ETHICS IN COMPETENCY MODELS: A FRAMEWORK TOWARDS DEVELOPING ETHICAL BEHAVIOUR IN ORGANISATIONS
Employees’ ethical standards and competency are considered important issues confronting businesses and society. There is an increased drive for ethical competency among employees. Competency models describe desired behaviours, skills, and attributes intended to facilitate the achievement of organisational goals by aligning individual behaviours to organisationally expected behaviours. Including ethical competence in an organisation’s competency model would help employees change past habits and norms, evaluate situations, and assess the implications of decisions.

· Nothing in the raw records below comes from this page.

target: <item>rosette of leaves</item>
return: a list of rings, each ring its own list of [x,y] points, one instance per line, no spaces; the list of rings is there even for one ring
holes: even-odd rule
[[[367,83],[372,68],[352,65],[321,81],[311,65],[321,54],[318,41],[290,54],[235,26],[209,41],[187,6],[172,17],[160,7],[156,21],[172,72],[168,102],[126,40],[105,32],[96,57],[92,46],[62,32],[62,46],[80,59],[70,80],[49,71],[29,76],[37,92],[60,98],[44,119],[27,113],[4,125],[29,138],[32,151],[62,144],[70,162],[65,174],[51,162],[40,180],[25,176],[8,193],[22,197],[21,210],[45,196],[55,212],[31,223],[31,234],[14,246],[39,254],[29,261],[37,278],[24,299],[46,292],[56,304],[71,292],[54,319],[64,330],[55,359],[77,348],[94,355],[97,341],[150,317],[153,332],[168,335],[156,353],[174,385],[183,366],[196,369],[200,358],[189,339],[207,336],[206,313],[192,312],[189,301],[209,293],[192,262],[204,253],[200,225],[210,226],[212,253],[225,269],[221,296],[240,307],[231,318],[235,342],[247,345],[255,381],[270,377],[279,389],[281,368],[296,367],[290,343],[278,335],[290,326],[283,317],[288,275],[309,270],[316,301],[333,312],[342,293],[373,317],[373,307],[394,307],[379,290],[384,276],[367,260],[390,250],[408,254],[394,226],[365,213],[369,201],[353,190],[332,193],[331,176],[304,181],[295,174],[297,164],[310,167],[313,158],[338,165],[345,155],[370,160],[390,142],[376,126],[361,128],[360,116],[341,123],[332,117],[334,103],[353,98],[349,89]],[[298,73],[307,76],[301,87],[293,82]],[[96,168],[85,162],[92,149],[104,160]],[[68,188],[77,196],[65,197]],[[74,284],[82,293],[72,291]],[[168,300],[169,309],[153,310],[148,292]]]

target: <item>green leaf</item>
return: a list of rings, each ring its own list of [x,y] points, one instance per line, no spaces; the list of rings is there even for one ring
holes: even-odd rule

By including ethical competency in the competency frameworks, organisations can drive the desired coherence and consistency by defining the “how” of effective performance. However, research on developing frameworks to foster ethical competence is scant. Given that employees’ ethical behaviour has become the sine qua non for organisations, it is surprising to see the absence of ethical competency in organisations’ competency models.
Adopting qualitative research based on two separate studies with the heads of HR in twenty-one industries across Indian and South-East Asian organisations, we asked the primary research question: Why is ethical competency absent from competency frameworks of most organisations and given the absence, how do organisations inculcate ethical behaviour within their workforce?
The study identified three core reasons for the absence of ethics in competency models (i.e., ideation, conceptualisation, and implementation challenges). Respondents indicated that ethics was not a competency but a basic hygiene expectation; and ethical behaviour was context-dependent and challenging to conceptualise and assess. Further, the tools to measure ethical competencies are either missing or not robust enough to use on a large scale. Basis our study, we propose a framework for fostering ethical behaviour among employees. Implications of the research for theory and practice are discussed.